Nofar Lutzato, an Israeli traveler in Katmandu, said, "It was a very strong quake, the whole building shook, it was really frightening. I thought it was a terror attack. I had no idea earthquakes could be so strong." She then added, "everything shook. Objects fell in the room. There was hysteria everywhere- both amongst the locals and the tourists. We went outside and found refuge in a safe place, but there were still aftershocks."

Chani Lipshitz, of the Katmandu Chabad House, said, "Everyone wants to be together and we're ensuring that everyone is alright. We're distributing hot food and taking care of injured Israelis on the couches of the Chabad House."

Itamar, another Israeli traveler, said the earthquake was like a scary movie. "The whole ground shook, I've never experienced such a thing," he said. "The infrastructure here is old and not prepared to handle such a quake. I spoke to my parents, I'm safe, but I think I'll return to Israel," he added.

Naveh Masad told The Jerusalem Post's Hebrew-language sister publication, Ma'airv, "I was at the hostel skyping my mother in Israel when the ground began shaking. We went outside and found a safe, open space until the quake would calm."

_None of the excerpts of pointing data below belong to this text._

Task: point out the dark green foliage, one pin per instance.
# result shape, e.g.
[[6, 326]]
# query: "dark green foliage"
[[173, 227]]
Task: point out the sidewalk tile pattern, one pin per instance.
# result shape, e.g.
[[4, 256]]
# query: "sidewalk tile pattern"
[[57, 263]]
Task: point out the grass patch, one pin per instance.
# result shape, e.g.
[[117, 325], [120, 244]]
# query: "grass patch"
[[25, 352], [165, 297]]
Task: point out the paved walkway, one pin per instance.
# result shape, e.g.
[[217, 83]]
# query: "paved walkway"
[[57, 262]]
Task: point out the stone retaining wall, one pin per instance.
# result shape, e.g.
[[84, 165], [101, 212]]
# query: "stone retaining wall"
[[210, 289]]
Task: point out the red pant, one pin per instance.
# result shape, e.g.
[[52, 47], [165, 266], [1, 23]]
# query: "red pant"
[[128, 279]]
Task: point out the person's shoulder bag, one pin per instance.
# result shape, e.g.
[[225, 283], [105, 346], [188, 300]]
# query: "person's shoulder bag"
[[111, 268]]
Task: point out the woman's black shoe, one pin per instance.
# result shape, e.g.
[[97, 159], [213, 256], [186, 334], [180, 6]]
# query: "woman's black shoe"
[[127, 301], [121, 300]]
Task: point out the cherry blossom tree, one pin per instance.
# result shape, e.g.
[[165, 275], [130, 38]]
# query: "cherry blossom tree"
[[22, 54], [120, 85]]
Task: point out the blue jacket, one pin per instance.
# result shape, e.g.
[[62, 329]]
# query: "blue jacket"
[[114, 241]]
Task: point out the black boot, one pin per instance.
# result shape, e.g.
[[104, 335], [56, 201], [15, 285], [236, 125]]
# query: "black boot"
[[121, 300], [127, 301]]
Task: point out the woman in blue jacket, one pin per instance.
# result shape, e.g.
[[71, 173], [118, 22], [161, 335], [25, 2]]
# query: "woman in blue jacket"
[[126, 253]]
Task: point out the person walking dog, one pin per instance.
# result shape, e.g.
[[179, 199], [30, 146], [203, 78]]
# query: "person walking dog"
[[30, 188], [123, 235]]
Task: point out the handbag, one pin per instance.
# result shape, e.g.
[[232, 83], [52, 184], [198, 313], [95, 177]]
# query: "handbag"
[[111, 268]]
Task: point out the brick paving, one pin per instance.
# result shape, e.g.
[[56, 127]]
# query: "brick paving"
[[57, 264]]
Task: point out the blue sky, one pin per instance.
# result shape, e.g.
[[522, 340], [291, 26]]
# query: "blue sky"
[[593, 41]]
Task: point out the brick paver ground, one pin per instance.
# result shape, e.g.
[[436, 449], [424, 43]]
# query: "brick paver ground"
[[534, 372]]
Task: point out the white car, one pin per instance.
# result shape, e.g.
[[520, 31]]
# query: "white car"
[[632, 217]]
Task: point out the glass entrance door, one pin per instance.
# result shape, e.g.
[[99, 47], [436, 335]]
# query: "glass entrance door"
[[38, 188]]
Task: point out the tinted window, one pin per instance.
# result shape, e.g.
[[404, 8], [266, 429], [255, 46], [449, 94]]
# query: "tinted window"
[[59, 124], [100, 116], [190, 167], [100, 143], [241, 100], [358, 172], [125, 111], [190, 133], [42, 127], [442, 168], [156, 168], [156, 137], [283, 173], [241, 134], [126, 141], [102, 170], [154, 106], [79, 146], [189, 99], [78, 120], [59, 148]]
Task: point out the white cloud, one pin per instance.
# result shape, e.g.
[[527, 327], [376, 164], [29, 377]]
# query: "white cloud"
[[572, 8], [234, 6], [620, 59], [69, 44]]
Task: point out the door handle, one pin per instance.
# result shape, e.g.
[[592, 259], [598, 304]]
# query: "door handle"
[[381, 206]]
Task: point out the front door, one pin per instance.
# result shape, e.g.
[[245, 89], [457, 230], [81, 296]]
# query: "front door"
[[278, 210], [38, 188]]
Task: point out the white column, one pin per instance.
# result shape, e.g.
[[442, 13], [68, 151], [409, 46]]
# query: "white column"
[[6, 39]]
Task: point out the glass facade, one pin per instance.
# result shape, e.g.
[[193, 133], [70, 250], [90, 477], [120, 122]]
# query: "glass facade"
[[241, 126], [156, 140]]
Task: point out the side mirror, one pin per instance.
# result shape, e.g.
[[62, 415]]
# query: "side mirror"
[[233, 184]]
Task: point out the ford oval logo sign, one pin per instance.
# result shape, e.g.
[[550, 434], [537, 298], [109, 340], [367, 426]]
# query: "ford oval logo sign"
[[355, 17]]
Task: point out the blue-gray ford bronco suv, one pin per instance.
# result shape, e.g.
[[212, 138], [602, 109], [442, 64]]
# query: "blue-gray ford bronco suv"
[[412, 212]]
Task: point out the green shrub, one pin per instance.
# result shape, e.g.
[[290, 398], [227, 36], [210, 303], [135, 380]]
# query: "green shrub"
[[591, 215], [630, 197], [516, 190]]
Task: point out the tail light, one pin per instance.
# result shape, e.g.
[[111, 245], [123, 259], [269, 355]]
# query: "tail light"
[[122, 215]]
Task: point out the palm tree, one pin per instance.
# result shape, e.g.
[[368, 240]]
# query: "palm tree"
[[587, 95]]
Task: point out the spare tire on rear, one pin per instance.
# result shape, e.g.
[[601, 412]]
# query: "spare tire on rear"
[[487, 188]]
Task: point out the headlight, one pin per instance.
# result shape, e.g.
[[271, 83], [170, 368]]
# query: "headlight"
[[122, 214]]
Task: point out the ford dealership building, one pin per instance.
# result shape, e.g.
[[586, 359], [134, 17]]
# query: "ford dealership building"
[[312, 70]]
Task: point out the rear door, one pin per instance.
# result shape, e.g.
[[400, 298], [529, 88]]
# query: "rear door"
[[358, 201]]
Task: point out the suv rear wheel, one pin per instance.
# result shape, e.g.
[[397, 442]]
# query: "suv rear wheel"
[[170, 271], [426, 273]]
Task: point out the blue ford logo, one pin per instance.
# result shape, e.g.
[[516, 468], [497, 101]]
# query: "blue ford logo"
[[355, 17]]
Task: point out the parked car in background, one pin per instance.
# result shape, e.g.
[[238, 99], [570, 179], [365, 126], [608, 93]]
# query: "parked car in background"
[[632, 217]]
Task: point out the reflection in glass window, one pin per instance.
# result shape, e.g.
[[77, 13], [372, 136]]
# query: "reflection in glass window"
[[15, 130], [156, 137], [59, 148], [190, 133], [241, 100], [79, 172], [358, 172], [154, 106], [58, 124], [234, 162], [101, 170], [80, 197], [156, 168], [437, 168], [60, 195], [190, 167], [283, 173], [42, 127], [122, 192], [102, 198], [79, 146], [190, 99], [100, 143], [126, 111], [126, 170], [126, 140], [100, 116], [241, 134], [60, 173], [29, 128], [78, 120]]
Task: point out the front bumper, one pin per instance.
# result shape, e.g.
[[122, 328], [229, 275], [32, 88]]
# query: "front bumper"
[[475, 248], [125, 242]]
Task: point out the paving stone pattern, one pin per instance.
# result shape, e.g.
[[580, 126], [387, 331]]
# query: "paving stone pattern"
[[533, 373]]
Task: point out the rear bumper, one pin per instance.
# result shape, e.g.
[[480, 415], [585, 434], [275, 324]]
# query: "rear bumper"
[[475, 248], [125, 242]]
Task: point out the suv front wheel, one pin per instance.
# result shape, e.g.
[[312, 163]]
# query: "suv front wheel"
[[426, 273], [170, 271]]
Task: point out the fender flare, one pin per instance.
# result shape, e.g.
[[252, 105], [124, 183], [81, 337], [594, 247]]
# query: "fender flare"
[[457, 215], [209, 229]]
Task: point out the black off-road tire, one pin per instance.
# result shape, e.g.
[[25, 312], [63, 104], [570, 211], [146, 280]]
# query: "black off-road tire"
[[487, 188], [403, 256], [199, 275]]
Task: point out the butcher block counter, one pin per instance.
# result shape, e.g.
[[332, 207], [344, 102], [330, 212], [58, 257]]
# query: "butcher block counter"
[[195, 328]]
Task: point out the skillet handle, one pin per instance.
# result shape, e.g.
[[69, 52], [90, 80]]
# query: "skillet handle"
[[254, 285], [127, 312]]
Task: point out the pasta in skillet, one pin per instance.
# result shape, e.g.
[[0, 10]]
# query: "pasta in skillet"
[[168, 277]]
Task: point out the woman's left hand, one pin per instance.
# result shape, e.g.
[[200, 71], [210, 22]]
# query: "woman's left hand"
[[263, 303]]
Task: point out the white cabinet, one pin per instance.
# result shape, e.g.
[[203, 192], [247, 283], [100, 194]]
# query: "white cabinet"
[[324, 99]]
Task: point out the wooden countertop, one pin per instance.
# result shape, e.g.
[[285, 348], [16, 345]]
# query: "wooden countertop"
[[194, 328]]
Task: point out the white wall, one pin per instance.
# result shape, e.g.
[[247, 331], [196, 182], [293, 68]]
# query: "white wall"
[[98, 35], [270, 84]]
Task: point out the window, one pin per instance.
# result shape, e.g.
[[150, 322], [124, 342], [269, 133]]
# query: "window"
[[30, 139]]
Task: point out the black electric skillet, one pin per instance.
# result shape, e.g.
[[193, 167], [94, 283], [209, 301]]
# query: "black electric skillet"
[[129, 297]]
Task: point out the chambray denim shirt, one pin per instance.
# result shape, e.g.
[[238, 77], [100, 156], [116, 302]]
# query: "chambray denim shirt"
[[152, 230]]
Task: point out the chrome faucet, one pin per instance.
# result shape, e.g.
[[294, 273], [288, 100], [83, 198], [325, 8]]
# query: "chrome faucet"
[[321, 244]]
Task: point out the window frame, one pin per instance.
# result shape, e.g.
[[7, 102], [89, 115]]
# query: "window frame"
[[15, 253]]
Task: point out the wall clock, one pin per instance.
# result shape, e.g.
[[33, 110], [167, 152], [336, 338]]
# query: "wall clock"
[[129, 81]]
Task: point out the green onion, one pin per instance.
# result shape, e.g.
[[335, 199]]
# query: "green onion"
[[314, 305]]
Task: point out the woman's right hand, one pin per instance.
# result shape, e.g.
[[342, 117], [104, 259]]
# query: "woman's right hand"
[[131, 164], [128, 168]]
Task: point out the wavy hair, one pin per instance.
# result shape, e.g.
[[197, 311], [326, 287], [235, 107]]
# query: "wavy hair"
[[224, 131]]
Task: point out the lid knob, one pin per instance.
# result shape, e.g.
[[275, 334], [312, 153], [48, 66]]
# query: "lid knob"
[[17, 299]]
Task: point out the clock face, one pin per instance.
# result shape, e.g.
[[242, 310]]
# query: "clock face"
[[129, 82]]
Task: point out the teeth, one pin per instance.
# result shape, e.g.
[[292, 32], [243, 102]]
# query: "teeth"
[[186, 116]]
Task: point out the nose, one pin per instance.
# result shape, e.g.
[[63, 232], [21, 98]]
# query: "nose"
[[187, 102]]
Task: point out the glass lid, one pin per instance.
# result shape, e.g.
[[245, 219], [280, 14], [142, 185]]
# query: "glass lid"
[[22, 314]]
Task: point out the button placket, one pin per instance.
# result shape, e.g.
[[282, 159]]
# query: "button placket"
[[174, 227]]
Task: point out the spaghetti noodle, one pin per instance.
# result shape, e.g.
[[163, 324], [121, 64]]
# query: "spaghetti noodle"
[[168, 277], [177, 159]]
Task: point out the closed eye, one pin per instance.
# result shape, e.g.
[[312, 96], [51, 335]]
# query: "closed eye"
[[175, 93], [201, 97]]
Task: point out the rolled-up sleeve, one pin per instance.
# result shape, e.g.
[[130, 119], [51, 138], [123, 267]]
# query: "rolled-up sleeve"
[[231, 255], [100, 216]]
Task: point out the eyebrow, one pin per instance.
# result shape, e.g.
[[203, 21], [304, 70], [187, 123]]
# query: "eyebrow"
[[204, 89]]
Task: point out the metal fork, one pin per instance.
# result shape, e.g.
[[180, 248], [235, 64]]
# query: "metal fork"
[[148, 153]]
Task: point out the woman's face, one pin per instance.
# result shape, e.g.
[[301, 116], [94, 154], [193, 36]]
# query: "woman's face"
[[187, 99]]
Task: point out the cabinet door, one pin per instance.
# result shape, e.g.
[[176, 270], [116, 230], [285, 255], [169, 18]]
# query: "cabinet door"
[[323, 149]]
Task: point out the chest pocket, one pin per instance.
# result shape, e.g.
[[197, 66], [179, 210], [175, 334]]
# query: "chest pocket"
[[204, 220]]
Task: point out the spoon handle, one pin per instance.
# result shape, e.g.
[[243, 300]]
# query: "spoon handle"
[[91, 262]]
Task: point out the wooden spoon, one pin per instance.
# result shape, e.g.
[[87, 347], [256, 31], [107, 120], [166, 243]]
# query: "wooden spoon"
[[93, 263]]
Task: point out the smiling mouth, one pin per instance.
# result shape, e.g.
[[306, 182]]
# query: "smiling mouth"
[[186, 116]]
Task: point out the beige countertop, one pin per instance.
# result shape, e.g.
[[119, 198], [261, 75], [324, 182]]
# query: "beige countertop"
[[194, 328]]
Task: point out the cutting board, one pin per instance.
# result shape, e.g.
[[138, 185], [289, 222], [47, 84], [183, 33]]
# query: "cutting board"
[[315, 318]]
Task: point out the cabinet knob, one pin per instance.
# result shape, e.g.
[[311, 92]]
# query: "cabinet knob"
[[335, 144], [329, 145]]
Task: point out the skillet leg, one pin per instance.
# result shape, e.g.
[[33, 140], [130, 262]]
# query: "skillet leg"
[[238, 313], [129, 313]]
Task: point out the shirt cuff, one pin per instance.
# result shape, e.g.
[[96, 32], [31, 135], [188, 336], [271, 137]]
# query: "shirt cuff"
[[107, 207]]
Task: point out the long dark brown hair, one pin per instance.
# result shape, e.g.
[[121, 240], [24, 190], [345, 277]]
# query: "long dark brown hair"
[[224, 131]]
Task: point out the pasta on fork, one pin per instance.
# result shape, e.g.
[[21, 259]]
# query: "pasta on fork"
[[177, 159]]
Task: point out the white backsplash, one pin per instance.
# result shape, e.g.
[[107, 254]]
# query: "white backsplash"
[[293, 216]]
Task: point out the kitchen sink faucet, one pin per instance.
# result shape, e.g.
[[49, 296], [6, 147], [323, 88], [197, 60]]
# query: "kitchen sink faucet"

Hezki Lipshitz, the local Chabad rabbi, said dozens of Israeli travelers came to the house for assistance. "Within minutes of the quake, all of the Israelis gathered in the area," he said. "It's a rather safe area because there aren't buildings in danger of collapsing here."

Shahar, who had been traveling in Nepal for a month when the earthquake struck, described the scene as "difficult," saying, "there are bodies sprawled on the streets, it looks as though a bomb hit the spot and wiped everything out."

Mia Shoham was 80 kilometers away from the heart of the quake when it struck. She says at first she didn't panic, thinking the quake "was something small." Yet as it escalated, panic erupted. "The locals started panicking, saying they had never experienced such a phenomenon," she said. "People started fainting in the middle of the street. It reminded me of scenes from the Intifada- when you'd see people lying down helpless on the ground, running to the roads, trying to figure out where they can run to protect themselves. In the end, everyone just stood in the middle of the road in shock. Pure shock."